Plus d’infos sur https://gazenergie.ch

Véhicules hybrides et véhicules électriques

Quelle est la différence entre un véhicule hybride et un véhicule électrique?
Un véhicule exclusivement hybride ne peut pas être rechargé au secteur : une batterie est utilisée comme accumulateur d‘énergie. Selon la conception du système de transmission, le véhicule est propulsé soit par le moteur à combustion, soit par le moteur électrique, soit par les deux en même temps. Le moteur électrique est le plus souvent utilisé comme générateur qui charge la batterie en régime de décélération et de freinage.Il assiste toutefois le moteur thermique durant certaines phases d’utilisation comme en accélération.

Véhicule hybride plug-in (rechargeable) ou range extender (à prolongateur d’autonomie)?
Un hybride rechargeable et un hybride à prolongateur d’autonomie sont des véhicules hybrides dont la batterie peut être rechargée par branche­ment à une source électrique externe. Ils ont une capacité de batterie plus grande que les hybrides classiques. L’énergie est récupérée et restituée à la batterie en décélération. Un véhicule hybride rechargeable est doté d’un moteur électrique accouplé à un moteur à combustion qui peut être activé si nécessaire. En général, les véhicules plug-in hybrides permettent une conduite 100% électrique en ville favorisant ainsi la qualité de l’air en agglomération. Une voiture hybride avec prolongateur d’autonomie est dotée d’un moteur électrique muni d’un générateur mu par des carburants fossiles. Grâce au générateur électrique, elle dispose d’une autonomie égale à celle d’un véhicule propulsé uniquement par un moteur à combustion. Le moteur thermique étant uniquement utilisé comme générateur de courant, son point de fonctionnement peut être optimisé au régime auquel les émissions nocives et la consommations sont les plus basses.

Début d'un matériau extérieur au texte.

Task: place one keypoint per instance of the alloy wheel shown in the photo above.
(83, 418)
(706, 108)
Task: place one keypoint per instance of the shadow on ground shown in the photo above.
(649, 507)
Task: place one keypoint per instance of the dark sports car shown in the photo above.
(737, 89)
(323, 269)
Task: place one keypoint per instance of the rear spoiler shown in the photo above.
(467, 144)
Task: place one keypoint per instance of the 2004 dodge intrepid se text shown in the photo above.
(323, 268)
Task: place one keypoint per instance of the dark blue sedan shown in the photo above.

A qui convient un véhicule électrique?
De nos jours, les véhicules à propulsion uniquement électrique sont similaires aux véhicules propulsés par des carburants fossiles. En effet, la capacité de leur batterie s’est considérablement accrue, permettant ainsi une autonomie convenable. Cependant, si vous comptez charger votre voiture électrique dotée d’une grosse batterie à la maison, une installation électrique sera indispensable. Les propriétaires seront dans ce cas avantagés par rapport aux locataires qui seront confrontés à maintes difficultés.

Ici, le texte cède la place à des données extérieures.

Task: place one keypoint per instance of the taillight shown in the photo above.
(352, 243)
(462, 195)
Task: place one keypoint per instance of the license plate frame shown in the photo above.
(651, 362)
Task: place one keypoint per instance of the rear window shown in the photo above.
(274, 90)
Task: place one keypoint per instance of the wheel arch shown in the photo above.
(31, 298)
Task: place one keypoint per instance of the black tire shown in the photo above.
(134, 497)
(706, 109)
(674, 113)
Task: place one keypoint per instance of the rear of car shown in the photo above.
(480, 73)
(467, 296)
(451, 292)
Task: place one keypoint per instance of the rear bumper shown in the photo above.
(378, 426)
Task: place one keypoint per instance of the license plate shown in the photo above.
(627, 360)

Les véhicules électriques sont-ils fiables au quotidien?
Les véhicules électriques d’aujourd’hui sont en principe conçus pour l’usage quotidien. Seul le réseau de stations de recharge électrique est quelque peu limité, cependant en constante expansion. Actuellement, la Suisse en compte plus de 1800 (source: co2auplancher.ch).

Quelle est l’étendue d’autonomie?
L'autonomie des véhicules électriques actuellement sur le marché est dans l’idéal de 140 à 600 km par recharge. Toutefois, celle-ci est fortement dépendante des consommateurs tels le chauffage, la climatisation, l’éclairage ou les essuie-glaces. Le type de trajet, la température et la vitesse jouent aussi un grand rôle. Avec les nouvelles technologies de batterie, l’autonomie est certes accrue mais cela va aussi de pair avec un véhicule plus lourd. Ainsi, la Tesla version X Performance pèse 2,6 tonnes, à vide naturellement, ce qui équivaut à deux Golf VW 1.4 TSI. Quand on sait que le poids du véhicule influe sur sa consommation, il serait plus judicieux qu’il soit moins important.

Combien coûtent 100 km d’« électricité »?
Lors du test pratique de Think City, Smart e-drive et Citroën C-Zéro, le TCS a démontré qu’il faut compter sur une consommation d’électricité d’environ 18 kWh pour 100 km, en été et en hiver. Avec un prix moyen de l’électricité à 15 ct. / kWh, les frais se montent à CHF 2.70 pour 100 km. En ne chargeant sa batterie qu’avec de l’électricité issue des ressources renouvelables, les coûts seront certes plus élevés, en revanche les émissions de polluants seront fortement réduites.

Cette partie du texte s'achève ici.